Every place has its elsewhere, its neighbor not completely known, its strange part. We think of "the known" as conquering "the unknown," two vast terrains, each pitched in darkness, one advancing on the other, and the other in grave retreat. Probably a more accurate portrayal, such as exists between two people, let's say, allows for a more conflictual, yet webbed relationship than that. And partly because the two "sides" are exchanging something vital to each, like a hot potato that neither completely wants, yet neither can entirely let go of either, over time the relationship itself changes both.

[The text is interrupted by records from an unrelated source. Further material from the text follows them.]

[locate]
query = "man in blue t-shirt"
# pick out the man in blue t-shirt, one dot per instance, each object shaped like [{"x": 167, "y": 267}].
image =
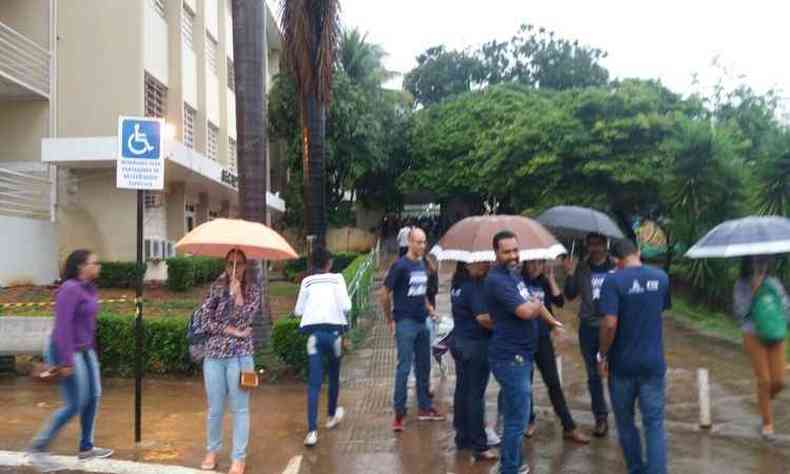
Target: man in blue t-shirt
[
  {"x": 406, "y": 308},
  {"x": 512, "y": 345},
  {"x": 632, "y": 355}
]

Eventually, the known and the unknown look more and more alike, yet essentially completely separate as they ever were. At the boundary point between the two there are "leaks," there are clusters of origination- like morning beads of dew on leaves of grass- that erupt very briefly at this peripheral zone, then melt away. Life is this sparkle of movement, even this reflection is part of it. Life is the crumbling of something that once was whole. All we can feel now are the minutest shards of it, but even this tiny part is composed of the same constituents. Contenting ourselves with the slightest whiff, we must reconstruct what may once have been. Always, the whiff is intoxicating. Near it, we may shed tears, we may commune with things we had long forgotten or never knew existed. Yet, like a scorching flame, we must view it from some distance. In any case, time eventually directs every particle into the flame. The consumer becomes part of the all-consuming.

How cold must timelessness have been. With what momentum must life have caused itself to be.